Écrire, c'est couper
Le blog de Michel Crépu | Publié le : 25/03/2021

M. de Jolibois, pharmacien à Niort, nous écrit : Ayant la chance de lire le russe, quelle n’a pas été ma surprise de lire, dans la préface à l’édition Folio de La Dame de Pique de Pouchkine traduite par André Gide, cette curieuse illustration du supplément kitsch, à l’exemple de Prosper Mérimée qui traduisit lui-même Pouchkine : « Le souci d’expliquer et de parfaire invita Mérimée à émousser quelque peu les crêtes cristallines de ce récit. Nous nous sommes défendu d’ajouter rien au style net et dépouillé de Pouchkine dont la grâce est sveltesse et qui vibre comme une corde tendue. Quand il dit : "Hermann frémissait comme un tigre", Mérimée ajoute "à l’affût". Quand il penche Lisaveta sur un livre, Mérimée dit : "gracieusement". » Sous une autre plume, on comprendrait. Mais là ! Prosper !

Les lecteurs de La NRF, nous n’en doutons pas, se rangeront derrière les partisans de la suppression pour approuver l’absence de « à l’affût » et plus encore le refus de « gracieusement » pas du tout nécessaires.

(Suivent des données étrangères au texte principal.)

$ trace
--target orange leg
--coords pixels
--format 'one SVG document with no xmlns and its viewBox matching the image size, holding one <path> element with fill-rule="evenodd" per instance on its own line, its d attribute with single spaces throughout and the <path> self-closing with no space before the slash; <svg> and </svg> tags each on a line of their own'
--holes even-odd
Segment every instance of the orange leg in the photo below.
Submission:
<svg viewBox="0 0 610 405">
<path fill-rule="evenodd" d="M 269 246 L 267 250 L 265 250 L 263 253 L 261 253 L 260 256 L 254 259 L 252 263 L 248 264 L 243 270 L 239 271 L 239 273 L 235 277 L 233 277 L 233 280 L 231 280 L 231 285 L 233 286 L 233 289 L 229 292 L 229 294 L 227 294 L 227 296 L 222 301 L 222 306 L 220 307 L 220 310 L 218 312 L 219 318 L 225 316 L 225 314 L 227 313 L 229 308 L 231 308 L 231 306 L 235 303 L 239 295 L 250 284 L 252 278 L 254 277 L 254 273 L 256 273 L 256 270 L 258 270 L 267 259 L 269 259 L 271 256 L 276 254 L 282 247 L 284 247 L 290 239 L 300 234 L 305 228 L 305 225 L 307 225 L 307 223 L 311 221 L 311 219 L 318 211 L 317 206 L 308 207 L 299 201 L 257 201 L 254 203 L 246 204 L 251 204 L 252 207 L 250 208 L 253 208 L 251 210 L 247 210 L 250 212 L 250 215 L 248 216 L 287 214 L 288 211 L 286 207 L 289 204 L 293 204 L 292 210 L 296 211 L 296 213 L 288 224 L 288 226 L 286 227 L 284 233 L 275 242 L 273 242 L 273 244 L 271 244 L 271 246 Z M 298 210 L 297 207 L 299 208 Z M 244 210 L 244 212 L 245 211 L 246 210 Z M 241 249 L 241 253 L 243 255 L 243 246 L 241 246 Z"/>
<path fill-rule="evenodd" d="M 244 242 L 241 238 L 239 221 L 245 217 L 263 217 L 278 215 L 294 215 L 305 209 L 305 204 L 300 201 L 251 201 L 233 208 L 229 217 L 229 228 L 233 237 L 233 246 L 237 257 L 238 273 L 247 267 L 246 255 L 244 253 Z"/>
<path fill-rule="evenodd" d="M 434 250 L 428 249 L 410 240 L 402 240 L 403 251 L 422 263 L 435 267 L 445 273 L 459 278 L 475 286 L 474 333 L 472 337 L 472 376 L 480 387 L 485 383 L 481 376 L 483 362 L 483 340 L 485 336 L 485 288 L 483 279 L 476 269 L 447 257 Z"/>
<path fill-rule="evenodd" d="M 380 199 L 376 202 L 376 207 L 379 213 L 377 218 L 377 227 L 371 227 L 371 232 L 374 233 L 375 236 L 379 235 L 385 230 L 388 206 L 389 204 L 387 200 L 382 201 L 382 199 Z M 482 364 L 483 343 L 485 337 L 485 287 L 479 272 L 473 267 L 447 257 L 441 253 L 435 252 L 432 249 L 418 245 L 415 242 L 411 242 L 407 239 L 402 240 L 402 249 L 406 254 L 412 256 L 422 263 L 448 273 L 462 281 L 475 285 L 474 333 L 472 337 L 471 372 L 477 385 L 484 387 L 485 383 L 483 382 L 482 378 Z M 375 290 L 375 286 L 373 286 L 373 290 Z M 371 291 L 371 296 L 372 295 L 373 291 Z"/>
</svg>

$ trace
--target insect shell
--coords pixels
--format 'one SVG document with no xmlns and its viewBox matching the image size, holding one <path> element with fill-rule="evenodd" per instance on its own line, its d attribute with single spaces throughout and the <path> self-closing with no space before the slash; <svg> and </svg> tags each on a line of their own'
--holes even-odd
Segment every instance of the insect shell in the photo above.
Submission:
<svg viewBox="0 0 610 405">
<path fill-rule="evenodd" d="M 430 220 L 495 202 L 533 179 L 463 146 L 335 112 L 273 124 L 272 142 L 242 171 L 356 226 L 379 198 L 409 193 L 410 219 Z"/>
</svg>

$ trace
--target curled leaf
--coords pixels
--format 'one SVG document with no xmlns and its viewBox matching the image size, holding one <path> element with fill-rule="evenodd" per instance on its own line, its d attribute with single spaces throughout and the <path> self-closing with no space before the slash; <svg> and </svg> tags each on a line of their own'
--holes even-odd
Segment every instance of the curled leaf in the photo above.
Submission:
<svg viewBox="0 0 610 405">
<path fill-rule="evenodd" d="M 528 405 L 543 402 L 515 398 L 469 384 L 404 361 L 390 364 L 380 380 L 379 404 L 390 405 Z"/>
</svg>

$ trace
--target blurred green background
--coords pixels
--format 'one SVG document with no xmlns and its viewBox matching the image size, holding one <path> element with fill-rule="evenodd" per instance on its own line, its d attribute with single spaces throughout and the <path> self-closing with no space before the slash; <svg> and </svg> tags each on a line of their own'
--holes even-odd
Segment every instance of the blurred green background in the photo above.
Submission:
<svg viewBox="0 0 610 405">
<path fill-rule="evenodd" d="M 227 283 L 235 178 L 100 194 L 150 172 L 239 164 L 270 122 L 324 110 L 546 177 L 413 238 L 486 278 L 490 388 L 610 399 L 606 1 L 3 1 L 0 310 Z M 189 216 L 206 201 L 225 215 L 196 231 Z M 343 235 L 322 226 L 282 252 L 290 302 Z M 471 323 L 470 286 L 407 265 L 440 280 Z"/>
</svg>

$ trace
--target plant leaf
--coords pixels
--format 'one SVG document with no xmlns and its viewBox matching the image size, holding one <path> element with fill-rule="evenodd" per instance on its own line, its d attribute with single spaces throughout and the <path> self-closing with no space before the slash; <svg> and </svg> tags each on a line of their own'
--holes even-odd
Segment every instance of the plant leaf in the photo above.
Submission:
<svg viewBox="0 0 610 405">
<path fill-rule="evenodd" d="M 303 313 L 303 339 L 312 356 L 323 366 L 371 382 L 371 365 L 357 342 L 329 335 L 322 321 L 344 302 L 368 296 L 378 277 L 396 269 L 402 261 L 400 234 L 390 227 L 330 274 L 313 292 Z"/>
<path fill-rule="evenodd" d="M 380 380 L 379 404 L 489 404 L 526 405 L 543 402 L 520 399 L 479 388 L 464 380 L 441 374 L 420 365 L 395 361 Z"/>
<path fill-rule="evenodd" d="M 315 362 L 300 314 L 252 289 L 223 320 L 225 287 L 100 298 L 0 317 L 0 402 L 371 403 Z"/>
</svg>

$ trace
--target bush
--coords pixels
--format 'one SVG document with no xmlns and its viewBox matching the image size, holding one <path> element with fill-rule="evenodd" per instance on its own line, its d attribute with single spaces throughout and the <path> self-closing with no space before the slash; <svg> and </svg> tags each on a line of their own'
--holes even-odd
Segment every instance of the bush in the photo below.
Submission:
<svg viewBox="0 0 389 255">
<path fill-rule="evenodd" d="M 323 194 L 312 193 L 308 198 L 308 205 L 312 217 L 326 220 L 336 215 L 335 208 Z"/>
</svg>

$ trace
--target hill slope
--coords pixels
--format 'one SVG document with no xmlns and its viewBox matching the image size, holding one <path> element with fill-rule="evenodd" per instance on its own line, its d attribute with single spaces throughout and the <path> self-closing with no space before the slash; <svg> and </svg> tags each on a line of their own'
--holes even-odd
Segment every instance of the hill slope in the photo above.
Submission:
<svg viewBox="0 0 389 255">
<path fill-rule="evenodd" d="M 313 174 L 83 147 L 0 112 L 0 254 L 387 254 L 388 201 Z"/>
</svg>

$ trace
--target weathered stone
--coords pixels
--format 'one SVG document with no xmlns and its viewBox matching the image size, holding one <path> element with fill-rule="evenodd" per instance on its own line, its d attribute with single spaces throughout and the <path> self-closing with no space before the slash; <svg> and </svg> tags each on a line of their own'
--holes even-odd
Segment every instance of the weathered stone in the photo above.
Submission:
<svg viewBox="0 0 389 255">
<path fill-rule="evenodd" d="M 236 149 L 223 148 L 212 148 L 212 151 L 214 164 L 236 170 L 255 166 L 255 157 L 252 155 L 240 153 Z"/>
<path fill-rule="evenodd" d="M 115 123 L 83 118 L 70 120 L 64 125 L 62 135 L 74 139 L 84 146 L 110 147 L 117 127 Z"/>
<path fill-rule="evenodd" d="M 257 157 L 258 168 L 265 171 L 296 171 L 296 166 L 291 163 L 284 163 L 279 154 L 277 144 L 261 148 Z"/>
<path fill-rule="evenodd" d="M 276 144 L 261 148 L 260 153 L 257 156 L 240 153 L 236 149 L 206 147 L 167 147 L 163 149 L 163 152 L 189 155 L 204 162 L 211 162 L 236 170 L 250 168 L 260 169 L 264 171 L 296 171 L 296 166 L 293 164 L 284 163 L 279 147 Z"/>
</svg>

Le comité des amis de Prosper Mérimée, qui compte plus d’un lecteur, s’étonne de voir l’immense Prosper se livrer à une indigne esthétique du « rajout » qui est la définition même du kitsch. Il suffit d’observer un tigre à l’arrêt pour comprendre l’inutilité de « à l’affût ». La phrase sèche et légère de Pouchkine nous dit la tension du fauve, elle n’a nul besoin qu’on lui mette une paire de lunettes au bout du nez. Quant à Lisaveta, comment ne pas se récrier à ce pathétique « gracieusement » qui donne envie de rentrer tout de suite à la maison au lieu de passer un moment avec cette chère Lisaveta. Sans ce fâcheux « gracieusement », nous aurions un magnifique portrait de lectrice à la Fantin-Latour. Alors que M. Gide croit de son devoir d’ajouter un rajout qui avait bien autre chose à faire qu’à jouer le petit violoneux. Pouchkine, réputé intraduisible, se fût certainement étonné de cette faute de goût par André Gide. Ne dit-il pas ailleurs : « Les poètes pèchent souvent par défaut de simplicité et de vérité. » Il est vrai, précise André Gide, que nous subissons dans notre lecture contemporaine des écarts qui sont le propre de notre époque. Autant dire que ce qui peut sembler kitsch à un moment, devient tout à coup sec comme un coup de trique à un autre moment.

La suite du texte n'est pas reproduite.